Kiai muda itu adalah KH M. Salmanuddin, pengasuh Pondok Pesantren Babus Salam, Jatibening Mojoagung Jombang. Pekan lalu pesantrennya mendapatkan kehormatan menjadi tuan rumah Pendidikan Kader Penggerak Nahdlatul Uama (PKPNU) yang dihadiri oleh para instruktur dari PBNU Jakarta dan diikuti oleh para kader NU dari luar daerah Jombang.
Ada 574 santri yang belajar di pesantren Babus Salam. Sebagian diantaranya dibiayai secara penuh oleh pihak pesantren dan beberapa orang tua asuh.
Dari penampilannya, KH M. Salmanuddin atau Gus Salman sepertinya masih berusia 40-an. Namun ia cukup sukses dalam dunia usaha. Selain mengasuh pesantren, ia juga mengembangkan Baitul Maal Wal Tamwil (BMT) yang bergerak di bidang permodalan. Omsetnya sekitar empat miliar rupiah. Ia juga mengembangkan bisnis travel.
Gus Salman juga mendapatkan amanah untuk memimpin Lembaga Pendidikan Ma’arif NU di Kabupaten Jombang, sehingga ia cukup menarik perhatian seorang tamu istimewa.
Tamu istimewa itu bernama Abdurrahman. Ia berasal dari Dawar Mojokerto. Gus Salman memanggilnya Durrohman, seperti orang Jombang Kebanyakan. Mereka pernah berkawan saat belajar di Institut Keislaman Hasyim Asy'ari (IKAHA) Jombang.
Mereka lama tidak bertemu.
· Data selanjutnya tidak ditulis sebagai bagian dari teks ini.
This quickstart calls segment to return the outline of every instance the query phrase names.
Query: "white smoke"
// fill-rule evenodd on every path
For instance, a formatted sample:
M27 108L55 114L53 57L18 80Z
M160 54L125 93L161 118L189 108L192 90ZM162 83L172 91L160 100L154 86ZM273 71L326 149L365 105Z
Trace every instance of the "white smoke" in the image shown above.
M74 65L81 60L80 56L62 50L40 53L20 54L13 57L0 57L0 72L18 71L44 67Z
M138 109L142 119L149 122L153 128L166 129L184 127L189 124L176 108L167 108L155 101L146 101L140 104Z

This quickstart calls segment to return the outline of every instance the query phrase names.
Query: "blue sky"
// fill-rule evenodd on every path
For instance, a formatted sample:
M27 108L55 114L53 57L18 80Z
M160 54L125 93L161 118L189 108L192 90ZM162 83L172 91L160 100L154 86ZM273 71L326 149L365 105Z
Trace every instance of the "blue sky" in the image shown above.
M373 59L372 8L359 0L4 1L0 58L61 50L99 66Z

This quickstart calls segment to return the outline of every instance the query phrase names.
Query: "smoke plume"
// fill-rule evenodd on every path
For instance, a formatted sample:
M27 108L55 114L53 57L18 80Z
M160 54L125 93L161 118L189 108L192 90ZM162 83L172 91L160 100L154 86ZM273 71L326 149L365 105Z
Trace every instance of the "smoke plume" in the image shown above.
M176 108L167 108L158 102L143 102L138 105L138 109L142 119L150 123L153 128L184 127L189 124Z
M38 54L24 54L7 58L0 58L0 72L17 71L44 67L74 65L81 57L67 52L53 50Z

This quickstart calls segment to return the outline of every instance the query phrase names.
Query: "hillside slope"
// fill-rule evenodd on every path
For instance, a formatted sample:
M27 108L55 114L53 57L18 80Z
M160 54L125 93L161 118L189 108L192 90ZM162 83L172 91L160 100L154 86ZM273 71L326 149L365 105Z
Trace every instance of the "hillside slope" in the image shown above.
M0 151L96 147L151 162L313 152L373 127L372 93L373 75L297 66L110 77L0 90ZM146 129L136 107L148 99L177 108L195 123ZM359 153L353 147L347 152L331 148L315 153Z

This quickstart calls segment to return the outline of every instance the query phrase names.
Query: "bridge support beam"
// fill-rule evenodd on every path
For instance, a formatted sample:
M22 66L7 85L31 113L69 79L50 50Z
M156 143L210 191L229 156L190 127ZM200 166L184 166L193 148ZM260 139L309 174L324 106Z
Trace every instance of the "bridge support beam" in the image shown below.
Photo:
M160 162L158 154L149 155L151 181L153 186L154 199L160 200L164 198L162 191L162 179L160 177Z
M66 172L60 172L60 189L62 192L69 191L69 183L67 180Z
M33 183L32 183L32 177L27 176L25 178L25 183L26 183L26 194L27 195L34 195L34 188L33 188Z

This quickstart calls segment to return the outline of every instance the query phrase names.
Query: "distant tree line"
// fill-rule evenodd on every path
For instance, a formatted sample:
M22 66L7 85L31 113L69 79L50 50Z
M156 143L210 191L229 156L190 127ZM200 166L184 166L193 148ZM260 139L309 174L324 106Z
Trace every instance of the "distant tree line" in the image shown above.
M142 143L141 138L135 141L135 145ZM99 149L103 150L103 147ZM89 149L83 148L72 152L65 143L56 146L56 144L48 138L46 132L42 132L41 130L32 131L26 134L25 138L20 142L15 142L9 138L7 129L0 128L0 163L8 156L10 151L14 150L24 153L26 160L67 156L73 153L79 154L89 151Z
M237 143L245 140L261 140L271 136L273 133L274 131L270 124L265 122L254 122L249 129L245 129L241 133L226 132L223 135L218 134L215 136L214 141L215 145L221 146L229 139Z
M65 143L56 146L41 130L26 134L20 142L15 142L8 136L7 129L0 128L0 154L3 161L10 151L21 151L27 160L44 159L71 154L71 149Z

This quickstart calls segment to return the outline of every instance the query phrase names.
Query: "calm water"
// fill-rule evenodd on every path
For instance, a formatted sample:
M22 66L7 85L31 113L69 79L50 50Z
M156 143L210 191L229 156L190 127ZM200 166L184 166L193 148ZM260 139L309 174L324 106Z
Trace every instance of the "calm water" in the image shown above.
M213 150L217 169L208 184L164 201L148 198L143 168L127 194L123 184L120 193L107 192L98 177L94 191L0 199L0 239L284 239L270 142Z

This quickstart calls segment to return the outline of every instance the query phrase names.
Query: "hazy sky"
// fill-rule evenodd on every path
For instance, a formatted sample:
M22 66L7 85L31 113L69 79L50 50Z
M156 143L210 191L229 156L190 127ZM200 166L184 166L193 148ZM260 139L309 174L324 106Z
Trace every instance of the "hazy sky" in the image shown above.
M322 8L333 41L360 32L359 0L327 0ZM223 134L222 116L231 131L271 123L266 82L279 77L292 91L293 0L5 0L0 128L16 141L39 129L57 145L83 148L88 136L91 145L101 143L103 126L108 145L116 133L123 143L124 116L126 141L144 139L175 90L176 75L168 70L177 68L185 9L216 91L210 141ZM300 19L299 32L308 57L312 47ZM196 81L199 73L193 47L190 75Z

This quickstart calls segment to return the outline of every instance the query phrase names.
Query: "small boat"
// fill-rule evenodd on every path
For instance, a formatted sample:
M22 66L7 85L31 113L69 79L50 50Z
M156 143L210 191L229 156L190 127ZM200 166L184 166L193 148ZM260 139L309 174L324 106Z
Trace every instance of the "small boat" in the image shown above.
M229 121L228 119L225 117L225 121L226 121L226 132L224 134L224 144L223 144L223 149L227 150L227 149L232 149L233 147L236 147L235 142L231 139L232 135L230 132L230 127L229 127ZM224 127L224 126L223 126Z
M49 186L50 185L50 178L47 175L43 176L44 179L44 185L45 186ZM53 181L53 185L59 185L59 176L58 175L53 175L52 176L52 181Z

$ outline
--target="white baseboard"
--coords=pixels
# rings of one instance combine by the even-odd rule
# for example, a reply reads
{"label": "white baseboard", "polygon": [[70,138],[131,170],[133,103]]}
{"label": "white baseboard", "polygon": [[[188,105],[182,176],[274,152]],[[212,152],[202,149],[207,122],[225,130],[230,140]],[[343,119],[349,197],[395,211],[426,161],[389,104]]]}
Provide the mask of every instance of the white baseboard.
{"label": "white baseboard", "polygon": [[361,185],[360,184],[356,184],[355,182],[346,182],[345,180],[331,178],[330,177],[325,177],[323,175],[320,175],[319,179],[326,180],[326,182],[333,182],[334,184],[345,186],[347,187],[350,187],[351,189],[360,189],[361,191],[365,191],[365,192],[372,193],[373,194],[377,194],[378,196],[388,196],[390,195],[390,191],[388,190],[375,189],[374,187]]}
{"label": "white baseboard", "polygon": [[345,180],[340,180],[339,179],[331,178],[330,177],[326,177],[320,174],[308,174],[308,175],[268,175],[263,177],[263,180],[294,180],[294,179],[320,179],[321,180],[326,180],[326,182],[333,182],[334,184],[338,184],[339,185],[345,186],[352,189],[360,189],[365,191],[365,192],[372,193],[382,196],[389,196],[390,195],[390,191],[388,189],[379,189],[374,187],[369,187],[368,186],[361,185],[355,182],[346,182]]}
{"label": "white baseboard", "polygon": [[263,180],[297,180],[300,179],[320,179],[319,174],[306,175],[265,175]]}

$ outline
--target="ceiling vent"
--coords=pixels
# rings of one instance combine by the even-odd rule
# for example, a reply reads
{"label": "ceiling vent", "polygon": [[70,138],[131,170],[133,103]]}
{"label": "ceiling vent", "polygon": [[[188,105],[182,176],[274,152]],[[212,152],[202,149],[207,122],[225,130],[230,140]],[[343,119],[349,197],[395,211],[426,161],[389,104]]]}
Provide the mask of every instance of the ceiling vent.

Konon Durrohim kini juga menjadi seorang pengusaha sedot WC yang lumayan sukses, dan satu lagi ia menjadi seorang aktivis Hizbut Tahrir Indonesia (HTI). Durrohman mencoba membujuk Gus Salman untuk bergabung dengan HTI, meskipun ia tahu yang diajaknya itu adalah orang NU yang tidak mungkin setuju dengan ide khilafah yang diusung orang HTI. Bagi orang NU, Pancasila dan NKRI itu sudah harga mati.
“Saya sudah bilang kalau saya orang NU, tapi dia terus berusaha. Kegigihan orang HTI memang pantas diacungi jempol,” katanya. Durrohman juga menawarinya fasilitas dan jabatan sebagai tokoh HTI. “Saya tidak tahu jabatannya apa di HTI, tapi sepertinya dia koordinator bagian Jombang,” tambahnya.
Aktivis HTI itu tidak hanya datang. Ia juga berkali-kali menghubunginya telat telpon. Ia memberikan buku-buku gratis. Ia juga sering ikut pengajian NU di beberapa tempat. “Ia juga membawa laptop dan LCD sebagai perbekalan,” kata Gus Salman.
Durrohman terus membujuk dengan berbagai cara. Ia terus datang ke rumah. Gus Salman kehabisan cara. Muncullah ide memasang logo NU besar-besar di pintu rumahnya.
Suatu ketika Durrohman datang lagi ke rumah. Sebelum masuk, Gus Salman langsung menunjukk logo NU di depan pintunya. “Itu lihat, rumah saya saja NU, apa lagi orangnya!” katanya dengan suara keras. Semenjak itu, orang HTI tidak pernah datang lagi.